Jeffrey tersenyum sambil menganggukkan kepala. Kemudian tak lama dari itu ia menyadari ponselnya yang bergetar. Ada notifikasi dari kontak tak tersimpan.

××××
online

| Jef
| Ini papa Joona
| Papa dapet nomor kamu hasil ngambil diem-diem di ponselnya Anna
| Jadi gini, Anna kan lagi ada di semester terakhir, lagi sibuk kuliah sama skripsinya. Nah, semalam tuh Anna stress sendiri karena harus revisi naskah yang ternyata salah. Papa ngeliatnya kasian, tapi papa juga nggak bisa bantu banyak. Kamu kan dulu dosen pembimbingnya, bisa nggak kalau bantu Anna nyusun skripsinya? Setidaknya kasih contoh yang baik seperti apa. Soalnya Anna cerita dosen pembimbingnya yang baru suka susah di hubungi kalau lagi urgent.
| Kamu mau kan, Jef, bantu Anna?

Oh iya pah |
Boleh banget kok |
Anna malah nggak pernah cerita sama saya kalau lagi kebingungan nyusun skripsi |

| Mungkin Anna takut ganggu kamu
| Anna tipe anak yang gampang nggak enak sama orang. Takut ngerepotin atau mengganggu

Padahal nggak apa-apa |
Nanti saya ke rumah boleh, pah? |
Anna ada di rumah, kan? Soalnya dia nggak bisa saya hubungi |

| Iya Jef
| Dia ada di rumah
| Kalau mau sekarang juga nggak apa-apa. Atau saya jemput kamu aja? Kamu belum bisa nyetir kan?

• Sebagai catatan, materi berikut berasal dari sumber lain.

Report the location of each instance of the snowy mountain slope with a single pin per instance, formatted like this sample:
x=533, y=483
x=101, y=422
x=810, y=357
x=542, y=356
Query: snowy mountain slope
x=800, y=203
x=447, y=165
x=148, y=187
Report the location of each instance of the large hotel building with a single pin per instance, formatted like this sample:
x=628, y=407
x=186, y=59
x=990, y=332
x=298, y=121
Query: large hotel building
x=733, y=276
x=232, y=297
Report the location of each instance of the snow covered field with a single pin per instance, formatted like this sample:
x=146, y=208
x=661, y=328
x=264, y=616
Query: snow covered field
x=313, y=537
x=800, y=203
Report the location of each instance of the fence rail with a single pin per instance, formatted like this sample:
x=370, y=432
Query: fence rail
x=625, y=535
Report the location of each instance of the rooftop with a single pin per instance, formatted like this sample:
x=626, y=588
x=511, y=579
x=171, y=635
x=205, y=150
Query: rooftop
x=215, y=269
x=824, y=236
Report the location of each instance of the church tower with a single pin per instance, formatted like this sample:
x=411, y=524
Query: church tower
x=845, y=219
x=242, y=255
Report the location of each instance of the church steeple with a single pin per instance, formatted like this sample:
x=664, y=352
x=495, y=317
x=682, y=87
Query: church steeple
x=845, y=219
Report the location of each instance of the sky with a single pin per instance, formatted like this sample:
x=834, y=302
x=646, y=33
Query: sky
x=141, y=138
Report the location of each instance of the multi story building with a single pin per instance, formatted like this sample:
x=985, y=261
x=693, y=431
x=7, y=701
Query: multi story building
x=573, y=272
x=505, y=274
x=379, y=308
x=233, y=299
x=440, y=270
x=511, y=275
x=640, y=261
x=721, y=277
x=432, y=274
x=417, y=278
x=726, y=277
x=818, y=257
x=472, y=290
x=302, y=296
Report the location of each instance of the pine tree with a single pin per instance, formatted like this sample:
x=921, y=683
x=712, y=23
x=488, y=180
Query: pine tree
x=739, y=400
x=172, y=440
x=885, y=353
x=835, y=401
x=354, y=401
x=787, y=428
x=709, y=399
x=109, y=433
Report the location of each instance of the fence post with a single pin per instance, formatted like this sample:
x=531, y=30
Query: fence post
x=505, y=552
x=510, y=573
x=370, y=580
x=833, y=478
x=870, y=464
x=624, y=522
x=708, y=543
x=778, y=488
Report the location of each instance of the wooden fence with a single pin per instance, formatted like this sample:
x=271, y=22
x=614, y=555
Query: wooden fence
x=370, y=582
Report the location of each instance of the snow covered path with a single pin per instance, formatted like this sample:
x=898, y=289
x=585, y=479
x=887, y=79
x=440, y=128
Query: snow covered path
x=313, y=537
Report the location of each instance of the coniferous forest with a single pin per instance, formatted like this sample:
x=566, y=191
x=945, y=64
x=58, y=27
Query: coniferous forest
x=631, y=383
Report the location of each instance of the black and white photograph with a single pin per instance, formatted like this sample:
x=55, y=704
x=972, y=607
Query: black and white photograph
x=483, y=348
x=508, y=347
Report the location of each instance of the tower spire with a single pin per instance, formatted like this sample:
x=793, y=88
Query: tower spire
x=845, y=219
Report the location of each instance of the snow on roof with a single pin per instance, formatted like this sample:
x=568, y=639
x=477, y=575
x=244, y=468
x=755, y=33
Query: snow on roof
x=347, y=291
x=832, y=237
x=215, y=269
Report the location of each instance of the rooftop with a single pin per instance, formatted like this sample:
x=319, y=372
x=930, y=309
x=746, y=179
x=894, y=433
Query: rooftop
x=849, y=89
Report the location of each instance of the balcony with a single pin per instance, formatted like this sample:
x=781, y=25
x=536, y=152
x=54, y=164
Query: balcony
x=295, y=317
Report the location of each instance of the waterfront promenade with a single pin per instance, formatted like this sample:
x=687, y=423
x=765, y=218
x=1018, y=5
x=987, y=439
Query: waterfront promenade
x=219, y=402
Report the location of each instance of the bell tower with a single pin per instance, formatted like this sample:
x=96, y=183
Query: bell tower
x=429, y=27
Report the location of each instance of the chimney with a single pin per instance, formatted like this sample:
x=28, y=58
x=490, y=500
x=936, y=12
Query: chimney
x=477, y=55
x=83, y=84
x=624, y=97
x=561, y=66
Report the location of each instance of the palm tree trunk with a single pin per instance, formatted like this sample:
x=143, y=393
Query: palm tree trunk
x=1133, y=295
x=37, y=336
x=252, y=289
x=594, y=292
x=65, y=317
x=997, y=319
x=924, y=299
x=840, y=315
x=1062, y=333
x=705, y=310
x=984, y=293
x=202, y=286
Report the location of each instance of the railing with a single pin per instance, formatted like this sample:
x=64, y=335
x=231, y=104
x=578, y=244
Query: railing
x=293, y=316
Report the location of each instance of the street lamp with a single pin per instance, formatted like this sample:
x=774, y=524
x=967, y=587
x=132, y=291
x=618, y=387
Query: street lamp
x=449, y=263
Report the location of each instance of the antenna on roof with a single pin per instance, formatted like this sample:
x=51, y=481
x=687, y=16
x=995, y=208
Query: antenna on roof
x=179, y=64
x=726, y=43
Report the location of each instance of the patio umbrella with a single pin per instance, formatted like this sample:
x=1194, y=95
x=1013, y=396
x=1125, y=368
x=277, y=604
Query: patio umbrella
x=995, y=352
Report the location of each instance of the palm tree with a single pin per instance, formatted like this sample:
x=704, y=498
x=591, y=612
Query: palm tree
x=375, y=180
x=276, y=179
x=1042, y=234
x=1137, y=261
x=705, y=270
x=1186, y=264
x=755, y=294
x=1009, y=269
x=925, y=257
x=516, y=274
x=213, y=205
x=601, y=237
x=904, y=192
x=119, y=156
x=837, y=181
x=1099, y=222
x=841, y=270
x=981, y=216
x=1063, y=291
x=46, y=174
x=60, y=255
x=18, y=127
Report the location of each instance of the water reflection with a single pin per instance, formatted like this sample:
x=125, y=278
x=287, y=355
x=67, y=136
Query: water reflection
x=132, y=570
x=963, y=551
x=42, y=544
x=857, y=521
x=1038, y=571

Saya bisa kesana sama supir |
Papa nggak usah repot-repot |

| Oh iya, Jef, satu lagi..

Apa, Pah? |

| Saya mau pernikahan kalian diadakan setelah Anna selesai skripsi, ya? Setidaknya selesai sidang supaya saat sah nanti Anna sudah tidak ada tanggungjawab di kampusnya.

Oke, Pah |
Itu bisa dibicarakan nanti |
Saya juga mau Jeno benar-benar sembuh dulu supaya bisa ada di pernikahan saya dan Anna nanti |
Omong-omong, saya pergi sekarang, ya, pa? |

| Oke Jef
| Terima kasih ya

Santai aja pah hehe |

Lalu Jeffrey kembali menyimpan ponselnya di dalam saku. "Jen, papa mau ke rumah Anna, ya. Soalnya tadi papa Joona chat papa, katanya Anna lagi stress sama skripsinya. Boleh, kan?" 

Jeno mengangguk. "Boleh, Pa. Hati-hati, ya."

Jeffrey mengusap kepala Jeno dengan lembut sambil memberikan senyum terbaiknya. Lalu setelah itu ia pergi keluar dari ruangan Jeno.